A report from the National Education Opportunity Network (NEON) released earlier this year found that the white working class are the group least likely to go to university, after the Traveller community. More than half of UK universities have a student population in which the proportion of white people from low-income families is less than 5 per cent.

The government’s social mobility report echoed these grim statistics; only 5 per cent of disadvantaged young people enrol at the most selective universities, compared with the national average of 12 per cent.

Even if they do get in, the working-class cohort struggle to stay: 8.8 per cent of them drop out before graduating, compared with 6.3 per cent of their peers from better-off families. The numbers of part-time students from lower-income backgrounds has fallen by a whopping 42 per cent over the past six years.

Boys, it seems, perceive this sense of exclusion even more acutely than girls. Anne-Marie Canning, director of social mobility and student success at King’s College London, refers to white working-class boys as “the most under-represented group in higher education”.

Last year, a TV documentary fronted by the rapper Professor Green, laid the problem bare – teenage boys from low-income families regard education as something to be escaped from, rather than an opportunity.

The government has set the university community some clear recommendations to encourage better representation from working-class young people – including actively promoting the variety of financial support packages available to students.

This makes sense, of course. But what I found encouraging was that the recommendations went on to specifically mention that ways should be found to do this in a user-friendly and digitally smart way. Our work in this area has shown us the potential for digital technology to significantly encourage better student inclusivity, via a combination of effective information delivery and reducing psychosocial barriers to entry.

One of the key barriers for young white working-class men is their lack of confidence that university life is for them. With accents, clothing and lifestyles that may be very different from their more affluent peers, it is hard for them to imagine themselves fitting in. But we know that the confidence of young people grows when they can see and talk to “people like me” – current students and even graduates who come from a background similar to their own.

This is where digital tech can be a great benefit. An online chat event set up by a university can specifically target this group while they are still at school, enabling them to see and hear from those a few years ahead of them and with a similar background. We know that during this key information-gathering stage, it can be a significant advantage to working-class young men to be able to ask questions anonymously and to listen to the questions of other people in the same position as them.

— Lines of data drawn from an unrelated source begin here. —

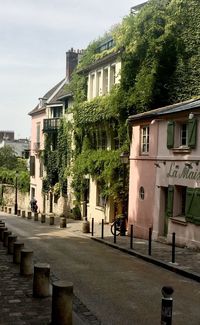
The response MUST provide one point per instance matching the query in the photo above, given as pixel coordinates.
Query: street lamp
(16, 203)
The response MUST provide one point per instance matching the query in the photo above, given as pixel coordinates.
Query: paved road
(117, 288)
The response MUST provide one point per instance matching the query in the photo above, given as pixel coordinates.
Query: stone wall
(23, 199)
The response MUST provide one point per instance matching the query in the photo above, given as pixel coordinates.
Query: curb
(168, 266)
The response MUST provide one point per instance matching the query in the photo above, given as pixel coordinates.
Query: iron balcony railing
(36, 146)
(51, 124)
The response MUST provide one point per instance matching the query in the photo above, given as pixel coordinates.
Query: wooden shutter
(192, 132)
(170, 201)
(189, 204)
(195, 207)
(170, 134)
(32, 165)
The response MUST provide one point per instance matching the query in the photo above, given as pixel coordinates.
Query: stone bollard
(29, 215)
(11, 240)
(63, 222)
(86, 226)
(51, 220)
(35, 216)
(6, 233)
(17, 247)
(62, 303)
(23, 214)
(26, 263)
(43, 218)
(41, 284)
(2, 229)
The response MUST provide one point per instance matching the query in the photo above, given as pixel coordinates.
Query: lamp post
(124, 157)
(16, 203)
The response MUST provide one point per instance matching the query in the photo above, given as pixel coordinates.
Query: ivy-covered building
(164, 190)
(46, 120)
(98, 131)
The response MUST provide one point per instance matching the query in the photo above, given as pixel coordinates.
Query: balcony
(36, 147)
(51, 125)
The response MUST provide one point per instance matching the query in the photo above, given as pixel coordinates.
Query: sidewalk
(19, 307)
(187, 261)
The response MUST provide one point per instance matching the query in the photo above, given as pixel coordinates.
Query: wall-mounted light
(189, 165)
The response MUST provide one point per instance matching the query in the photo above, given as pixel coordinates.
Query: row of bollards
(62, 291)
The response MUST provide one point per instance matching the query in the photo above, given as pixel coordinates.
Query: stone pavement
(187, 261)
(18, 307)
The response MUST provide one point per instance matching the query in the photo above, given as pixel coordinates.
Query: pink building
(164, 190)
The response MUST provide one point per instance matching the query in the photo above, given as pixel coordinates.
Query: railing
(36, 146)
(51, 124)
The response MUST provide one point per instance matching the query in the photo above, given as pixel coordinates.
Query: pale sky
(34, 37)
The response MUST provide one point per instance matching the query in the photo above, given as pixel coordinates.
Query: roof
(47, 97)
(61, 94)
(167, 110)
(100, 62)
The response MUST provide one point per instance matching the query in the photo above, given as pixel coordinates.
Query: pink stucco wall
(36, 181)
(142, 174)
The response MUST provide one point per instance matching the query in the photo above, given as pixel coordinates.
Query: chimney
(71, 62)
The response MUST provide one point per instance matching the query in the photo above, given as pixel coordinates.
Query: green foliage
(9, 177)
(57, 156)
(9, 164)
(105, 167)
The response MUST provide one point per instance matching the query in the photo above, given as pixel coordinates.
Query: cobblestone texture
(19, 307)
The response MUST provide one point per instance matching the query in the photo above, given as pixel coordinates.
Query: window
(57, 112)
(41, 169)
(38, 132)
(182, 134)
(180, 199)
(112, 75)
(100, 199)
(192, 206)
(141, 193)
(105, 81)
(32, 165)
(99, 92)
(145, 139)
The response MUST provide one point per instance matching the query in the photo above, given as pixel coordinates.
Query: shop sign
(184, 172)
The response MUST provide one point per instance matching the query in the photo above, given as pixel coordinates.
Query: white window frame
(144, 139)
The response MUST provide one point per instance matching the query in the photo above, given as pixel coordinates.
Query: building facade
(165, 173)
(102, 75)
(45, 121)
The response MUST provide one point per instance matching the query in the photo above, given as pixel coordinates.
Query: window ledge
(181, 150)
(99, 208)
(179, 220)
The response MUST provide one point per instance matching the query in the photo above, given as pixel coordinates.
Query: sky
(34, 37)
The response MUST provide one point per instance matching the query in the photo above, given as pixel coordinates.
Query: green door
(169, 207)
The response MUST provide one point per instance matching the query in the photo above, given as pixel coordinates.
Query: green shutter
(192, 132)
(195, 207)
(170, 134)
(170, 201)
(189, 204)
(32, 165)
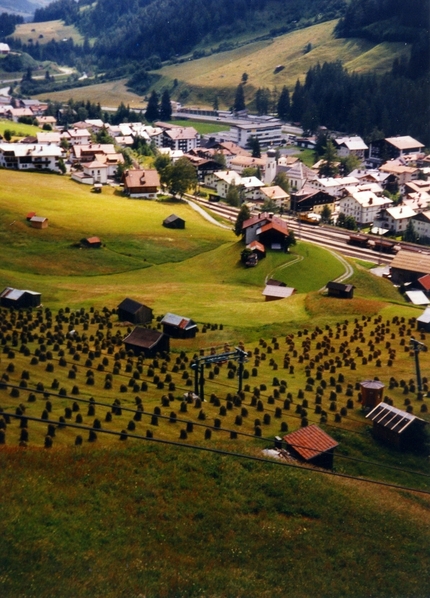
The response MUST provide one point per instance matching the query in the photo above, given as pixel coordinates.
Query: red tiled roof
(309, 442)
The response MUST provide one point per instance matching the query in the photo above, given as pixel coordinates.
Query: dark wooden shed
(174, 221)
(134, 312)
(371, 393)
(19, 299)
(338, 289)
(178, 326)
(313, 445)
(396, 427)
(147, 341)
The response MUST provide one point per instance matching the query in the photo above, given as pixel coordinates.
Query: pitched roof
(404, 142)
(392, 418)
(310, 441)
(146, 338)
(280, 292)
(130, 305)
(178, 321)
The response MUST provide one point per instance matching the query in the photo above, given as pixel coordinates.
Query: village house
(364, 206)
(141, 183)
(266, 228)
(333, 186)
(134, 312)
(395, 218)
(21, 156)
(147, 342)
(268, 133)
(277, 195)
(350, 146)
(178, 327)
(310, 200)
(77, 136)
(421, 224)
(402, 174)
(408, 266)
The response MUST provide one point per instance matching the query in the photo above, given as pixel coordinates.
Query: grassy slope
(50, 30)
(151, 521)
(220, 73)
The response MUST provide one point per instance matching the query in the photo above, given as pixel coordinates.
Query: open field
(140, 517)
(109, 95)
(47, 31)
(199, 81)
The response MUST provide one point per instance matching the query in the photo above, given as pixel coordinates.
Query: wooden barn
(19, 299)
(91, 243)
(147, 341)
(39, 222)
(312, 445)
(134, 312)
(178, 326)
(174, 221)
(338, 289)
(396, 427)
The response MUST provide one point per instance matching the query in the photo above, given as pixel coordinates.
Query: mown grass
(49, 30)
(199, 81)
(154, 521)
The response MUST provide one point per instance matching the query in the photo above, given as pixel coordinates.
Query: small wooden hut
(371, 393)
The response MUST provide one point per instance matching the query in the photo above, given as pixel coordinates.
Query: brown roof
(143, 337)
(309, 442)
(142, 178)
(411, 261)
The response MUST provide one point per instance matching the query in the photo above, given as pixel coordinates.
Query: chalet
(273, 292)
(178, 326)
(18, 299)
(371, 393)
(265, 228)
(39, 222)
(338, 289)
(278, 196)
(174, 221)
(179, 138)
(91, 243)
(350, 146)
(408, 266)
(396, 427)
(364, 206)
(312, 445)
(141, 183)
(147, 341)
(134, 312)
(395, 218)
(308, 199)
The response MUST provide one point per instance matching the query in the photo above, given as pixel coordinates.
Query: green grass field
(145, 518)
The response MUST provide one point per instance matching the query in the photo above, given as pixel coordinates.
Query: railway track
(332, 239)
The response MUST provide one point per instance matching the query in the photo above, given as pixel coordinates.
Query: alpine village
(215, 299)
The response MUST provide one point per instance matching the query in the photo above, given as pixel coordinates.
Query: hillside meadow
(143, 505)
(198, 81)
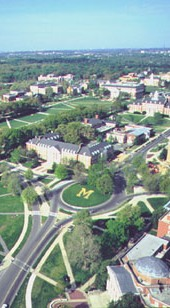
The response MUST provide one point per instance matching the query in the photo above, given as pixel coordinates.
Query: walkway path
(4, 246)
(5, 195)
(66, 262)
(44, 207)
(144, 198)
(8, 257)
(36, 272)
(8, 123)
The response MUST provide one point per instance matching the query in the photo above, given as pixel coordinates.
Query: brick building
(56, 151)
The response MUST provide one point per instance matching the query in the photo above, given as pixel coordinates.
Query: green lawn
(70, 196)
(144, 210)
(25, 237)
(158, 202)
(17, 124)
(3, 190)
(10, 228)
(46, 180)
(43, 293)
(33, 118)
(10, 204)
(19, 301)
(135, 118)
(55, 268)
(3, 125)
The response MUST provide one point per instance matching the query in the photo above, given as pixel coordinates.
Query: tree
(158, 118)
(131, 218)
(163, 154)
(83, 217)
(83, 249)
(29, 174)
(61, 172)
(165, 183)
(152, 183)
(5, 178)
(156, 215)
(29, 195)
(127, 300)
(49, 93)
(105, 184)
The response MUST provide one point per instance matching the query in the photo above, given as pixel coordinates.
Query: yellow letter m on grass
(85, 193)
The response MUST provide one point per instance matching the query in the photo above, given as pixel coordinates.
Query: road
(12, 278)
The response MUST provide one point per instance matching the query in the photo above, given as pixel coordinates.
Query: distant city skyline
(77, 24)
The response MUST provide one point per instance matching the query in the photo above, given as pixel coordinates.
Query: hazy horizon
(77, 25)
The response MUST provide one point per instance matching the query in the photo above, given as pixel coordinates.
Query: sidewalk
(36, 272)
(8, 258)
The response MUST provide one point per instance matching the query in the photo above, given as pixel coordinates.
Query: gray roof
(94, 121)
(124, 279)
(94, 148)
(146, 246)
(152, 267)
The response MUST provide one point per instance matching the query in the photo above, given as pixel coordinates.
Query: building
(16, 95)
(56, 151)
(168, 152)
(145, 270)
(136, 90)
(119, 282)
(53, 77)
(129, 133)
(152, 104)
(41, 88)
(164, 226)
(152, 80)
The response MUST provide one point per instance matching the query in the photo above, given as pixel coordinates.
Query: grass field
(10, 228)
(3, 190)
(54, 268)
(158, 202)
(43, 293)
(11, 204)
(19, 301)
(57, 107)
(144, 210)
(33, 118)
(70, 196)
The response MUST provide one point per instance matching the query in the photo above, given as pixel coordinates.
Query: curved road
(12, 278)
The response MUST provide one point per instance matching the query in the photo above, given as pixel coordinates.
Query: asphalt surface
(12, 278)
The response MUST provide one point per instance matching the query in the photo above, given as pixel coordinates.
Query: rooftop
(148, 245)
(152, 267)
(124, 279)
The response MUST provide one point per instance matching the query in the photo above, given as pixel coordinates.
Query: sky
(29, 25)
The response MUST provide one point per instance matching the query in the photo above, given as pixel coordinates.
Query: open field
(54, 268)
(11, 204)
(10, 228)
(55, 108)
(95, 198)
(3, 190)
(43, 293)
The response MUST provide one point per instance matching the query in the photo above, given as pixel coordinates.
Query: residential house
(41, 88)
(152, 104)
(52, 151)
(136, 90)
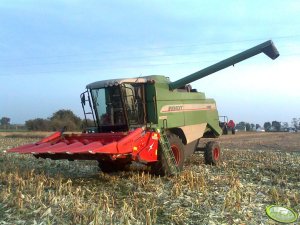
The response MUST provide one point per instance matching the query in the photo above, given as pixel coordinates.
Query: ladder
(167, 153)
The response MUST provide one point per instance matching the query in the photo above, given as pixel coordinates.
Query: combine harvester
(149, 120)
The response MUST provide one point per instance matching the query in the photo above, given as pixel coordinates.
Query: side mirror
(83, 99)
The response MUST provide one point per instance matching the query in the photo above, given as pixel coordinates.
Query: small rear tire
(212, 153)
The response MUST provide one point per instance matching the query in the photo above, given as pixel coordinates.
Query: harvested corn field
(257, 169)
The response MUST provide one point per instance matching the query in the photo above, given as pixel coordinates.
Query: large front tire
(212, 153)
(161, 166)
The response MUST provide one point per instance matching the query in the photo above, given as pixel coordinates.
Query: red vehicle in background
(226, 125)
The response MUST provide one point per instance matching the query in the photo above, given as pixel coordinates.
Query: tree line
(66, 118)
(270, 126)
(60, 119)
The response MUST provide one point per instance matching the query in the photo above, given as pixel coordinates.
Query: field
(257, 169)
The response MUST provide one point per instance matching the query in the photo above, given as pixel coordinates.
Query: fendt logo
(188, 108)
(175, 108)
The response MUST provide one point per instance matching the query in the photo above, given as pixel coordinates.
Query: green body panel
(179, 108)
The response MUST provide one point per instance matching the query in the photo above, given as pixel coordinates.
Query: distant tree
(267, 126)
(248, 127)
(65, 118)
(38, 124)
(276, 125)
(285, 126)
(296, 123)
(5, 122)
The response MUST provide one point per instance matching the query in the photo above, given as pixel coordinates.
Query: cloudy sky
(50, 50)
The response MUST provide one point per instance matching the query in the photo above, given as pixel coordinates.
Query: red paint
(140, 145)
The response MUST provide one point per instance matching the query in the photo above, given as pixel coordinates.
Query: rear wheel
(161, 166)
(212, 153)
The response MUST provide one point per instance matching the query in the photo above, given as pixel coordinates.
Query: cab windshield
(119, 107)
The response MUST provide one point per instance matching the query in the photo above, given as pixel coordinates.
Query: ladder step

At the same time, this kind of online platform can address financial worries by including someone on the student finance team to explain any bursaries or scholarships available, or the availability of part-time jobs in the area – perhaps again drawing on the experience of other working-class students who have supported themselves financially.

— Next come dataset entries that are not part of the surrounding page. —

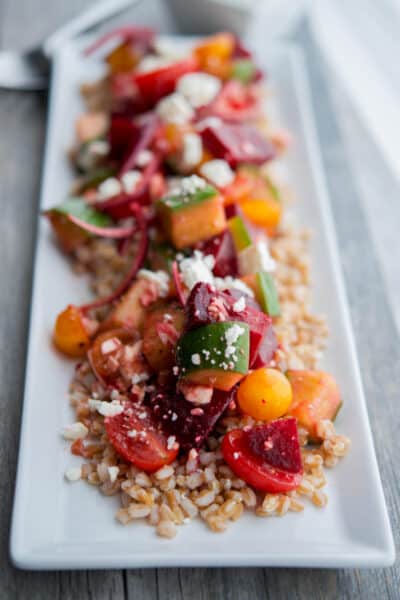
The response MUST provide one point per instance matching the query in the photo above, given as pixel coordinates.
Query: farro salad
(197, 392)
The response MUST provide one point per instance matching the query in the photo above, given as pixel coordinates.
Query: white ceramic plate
(59, 525)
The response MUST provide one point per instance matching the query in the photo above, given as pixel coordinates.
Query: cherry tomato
(116, 356)
(265, 394)
(235, 102)
(155, 84)
(267, 457)
(138, 439)
(70, 334)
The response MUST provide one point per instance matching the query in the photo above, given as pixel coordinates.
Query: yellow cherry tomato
(219, 46)
(264, 212)
(265, 394)
(70, 334)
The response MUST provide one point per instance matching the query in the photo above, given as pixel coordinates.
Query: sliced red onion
(136, 265)
(178, 283)
(116, 233)
(143, 35)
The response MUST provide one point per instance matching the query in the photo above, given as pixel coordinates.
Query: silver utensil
(30, 70)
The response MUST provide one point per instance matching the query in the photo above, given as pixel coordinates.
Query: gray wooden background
(22, 131)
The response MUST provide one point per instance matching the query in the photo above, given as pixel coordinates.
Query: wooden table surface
(22, 132)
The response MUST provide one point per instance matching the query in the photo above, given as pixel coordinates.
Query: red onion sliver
(136, 265)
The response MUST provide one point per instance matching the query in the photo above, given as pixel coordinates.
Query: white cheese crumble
(233, 333)
(76, 431)
(108, 188)
(174, 109)
(73, 473)
(161, 278)
(139, 378)
(192, 151)
(218, 172)
(231, 282)
(107, 409)
(143, 158)
(113, 473)
(197, 268)
(130, 180)
(199, 88)
(171, 442)
(256, 258)
(240, 304)
(196, 359)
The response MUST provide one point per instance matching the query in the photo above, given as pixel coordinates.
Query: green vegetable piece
(220, 346)
(268, 294)
(77, 207)
(244, 70)
(240, 233)
(182, 201)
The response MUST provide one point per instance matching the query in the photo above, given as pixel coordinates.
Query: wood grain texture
(22, 126)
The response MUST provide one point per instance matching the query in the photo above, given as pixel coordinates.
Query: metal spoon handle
(92, 17)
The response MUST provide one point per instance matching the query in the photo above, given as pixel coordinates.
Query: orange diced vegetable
(265, 394)
(70, 334)
(316, 396)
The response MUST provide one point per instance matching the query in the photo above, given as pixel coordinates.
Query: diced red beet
(222, 248)
(238, 143)
(190, 424)
(122, 135)
(277, 443)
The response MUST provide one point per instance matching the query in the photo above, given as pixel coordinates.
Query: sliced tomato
(235, 102)
(115, 357)
(155, 84)
(268, 457)
(138, 439)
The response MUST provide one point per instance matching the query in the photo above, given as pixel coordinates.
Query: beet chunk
(238, 143)
(277, 443)
(190, 424)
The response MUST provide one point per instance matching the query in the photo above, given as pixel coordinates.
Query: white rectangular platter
(59, 525)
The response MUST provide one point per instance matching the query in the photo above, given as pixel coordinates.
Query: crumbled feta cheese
(196, 359)
(233, 333)
(169, 48)
(76, 431)
(199, 88)
(108, 188)
(139, 377)
(143, 158)
(161, 278)
(256, 258)
(113, 473)
(209, 122)
(192, 151)
(240, 304)
(107, 409)
(151, 62)
(197, 268)
(218, 172)
(73, 473)
(99, 148)
(110, 345)
(171, 441)
(174, 109)
(231, 282)
(130, 180)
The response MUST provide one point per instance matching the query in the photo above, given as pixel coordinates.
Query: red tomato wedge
(155, 84)
(267, 457)
(138, 439)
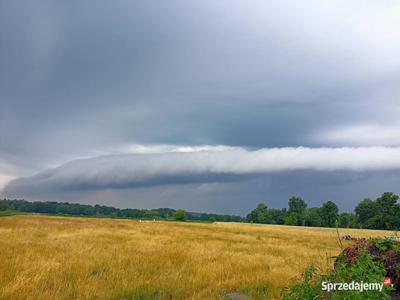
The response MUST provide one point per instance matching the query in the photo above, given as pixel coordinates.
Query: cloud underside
(140, 170)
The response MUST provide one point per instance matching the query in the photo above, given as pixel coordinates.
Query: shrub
(363, 267)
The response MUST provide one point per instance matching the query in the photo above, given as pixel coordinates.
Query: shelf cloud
(200, 166)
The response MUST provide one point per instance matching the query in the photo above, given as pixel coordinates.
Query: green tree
(347, 220)
(329, 214)
(313, 217)
(260, 215)
(387, 211)
(291, 219)
(298, 206)
(367, 213)
(180, 215)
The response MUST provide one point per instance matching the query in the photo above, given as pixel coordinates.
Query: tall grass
(43, 257)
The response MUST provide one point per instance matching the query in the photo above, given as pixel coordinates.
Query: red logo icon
(387, 281)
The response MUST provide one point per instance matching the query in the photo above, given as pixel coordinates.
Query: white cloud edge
(140, 169)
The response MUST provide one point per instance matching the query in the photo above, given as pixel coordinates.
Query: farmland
(46, 257)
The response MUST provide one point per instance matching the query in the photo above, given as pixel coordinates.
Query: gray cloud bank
(139, 170)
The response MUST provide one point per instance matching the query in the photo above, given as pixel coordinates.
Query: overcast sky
(202, 105)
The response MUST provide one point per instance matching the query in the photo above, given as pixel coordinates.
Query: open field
(43, 257)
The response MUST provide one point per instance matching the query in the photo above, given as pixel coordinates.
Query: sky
(205, 105)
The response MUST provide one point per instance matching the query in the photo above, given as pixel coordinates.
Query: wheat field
(46, 257)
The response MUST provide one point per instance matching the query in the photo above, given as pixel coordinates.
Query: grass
(45, 257)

Chatbots can also be useful here – computer programs designed to simulate human conversation via text chat or voice commands. They can guide a potential student or his parents through the university’s website and perhaps towards signing up for an online chat group. Because chatbots are non-judgemental and unbiased, they can help teens at least familiarise themselves with the jargon, tackle some of their initial worries and gradually build their confidence.

Once these young men have taken part in one online chat (even if they have only observed), the university can invite them for subsequent sessions on specific topics related to demystifying college life.

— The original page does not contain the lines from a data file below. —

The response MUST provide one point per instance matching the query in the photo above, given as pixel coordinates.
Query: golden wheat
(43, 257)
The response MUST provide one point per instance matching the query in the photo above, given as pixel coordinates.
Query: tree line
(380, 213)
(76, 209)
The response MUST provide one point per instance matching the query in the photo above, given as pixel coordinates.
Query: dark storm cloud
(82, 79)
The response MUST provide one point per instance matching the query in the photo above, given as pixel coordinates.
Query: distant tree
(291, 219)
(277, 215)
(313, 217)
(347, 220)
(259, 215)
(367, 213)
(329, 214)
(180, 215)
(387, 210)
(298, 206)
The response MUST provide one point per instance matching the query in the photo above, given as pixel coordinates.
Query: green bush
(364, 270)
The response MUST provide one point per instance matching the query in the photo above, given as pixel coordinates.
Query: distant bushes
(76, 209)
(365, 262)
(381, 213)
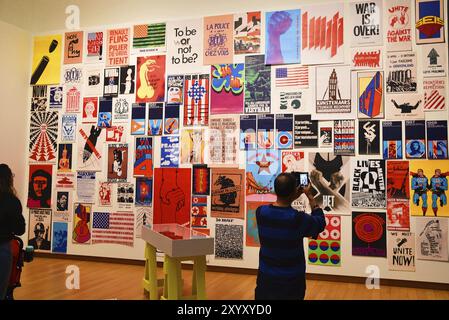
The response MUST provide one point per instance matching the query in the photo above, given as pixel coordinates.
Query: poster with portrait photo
(63, 205)
(369, 137)
(65, 157)
(40, 186)
(330, 180)
(39, 230)
(117, 162)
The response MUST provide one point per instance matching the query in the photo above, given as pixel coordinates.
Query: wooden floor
(45, 278)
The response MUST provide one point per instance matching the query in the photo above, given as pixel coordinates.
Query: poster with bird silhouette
(404, 107)
(227, 83)
(150, 83)
(227, 193)
(46, 64)
(43, 137)
(172, 196)
(262, 168)
(90, 140)
(330, 180)
(283, 37)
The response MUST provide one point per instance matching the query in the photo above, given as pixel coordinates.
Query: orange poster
(73, 47)
(218, 39)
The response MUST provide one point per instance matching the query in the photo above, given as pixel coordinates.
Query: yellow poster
(46, 67)
(429, 182)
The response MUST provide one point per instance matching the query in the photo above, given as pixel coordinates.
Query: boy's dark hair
(285, 185)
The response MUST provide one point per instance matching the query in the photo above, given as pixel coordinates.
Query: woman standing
(11, 223)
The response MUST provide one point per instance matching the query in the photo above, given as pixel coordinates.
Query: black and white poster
(329, 177)
(306, 131)
(365, 23)
(369, 184)
(369, 137)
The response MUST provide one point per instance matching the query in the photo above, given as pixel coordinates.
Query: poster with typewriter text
(257, 85)
(401, 72)
(398, 194)
(369, 184)
(366, 23)
(333, 92)
(330, 180)
(369, 137)
(227, 193)
(404, 107)
(223, 139)
(431, 239)
(322, 34)
(398, 22)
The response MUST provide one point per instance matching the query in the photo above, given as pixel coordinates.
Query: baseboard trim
(309, 276)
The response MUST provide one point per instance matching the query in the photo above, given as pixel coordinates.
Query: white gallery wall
(43, 17)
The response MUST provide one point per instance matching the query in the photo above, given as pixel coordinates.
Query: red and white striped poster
(196, 100)
(291, 76)
(113, 228)
(434, 94)
(322, 34)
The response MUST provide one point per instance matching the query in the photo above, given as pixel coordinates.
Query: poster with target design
(369, 236)
(43, 136)
(326, 249)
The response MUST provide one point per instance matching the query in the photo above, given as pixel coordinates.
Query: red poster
(39, 187)
(150, 79)
(172, 196)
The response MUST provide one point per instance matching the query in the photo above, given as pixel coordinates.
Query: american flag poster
(291, 76)
(149, 37)
(113, 228)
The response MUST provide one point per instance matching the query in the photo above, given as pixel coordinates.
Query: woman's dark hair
(6, 180)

There is potential for this group of men to be invited to online events throughout their university life, offering extra support and helping to minimise the risk of dropping out. These events could also help men to think about future careers and raise their confidence at tackling interviews, recruitment tests and the social aspects of networking.

Universities already plough large investments into outreach and support. But by embracing digital tech platforms, they are going where teenage boys spend time already, potentially attracting them into an academic environment that, although initially alien, could prove to be the making of them.

Kathy Johnson is client partner at Meet and Engage.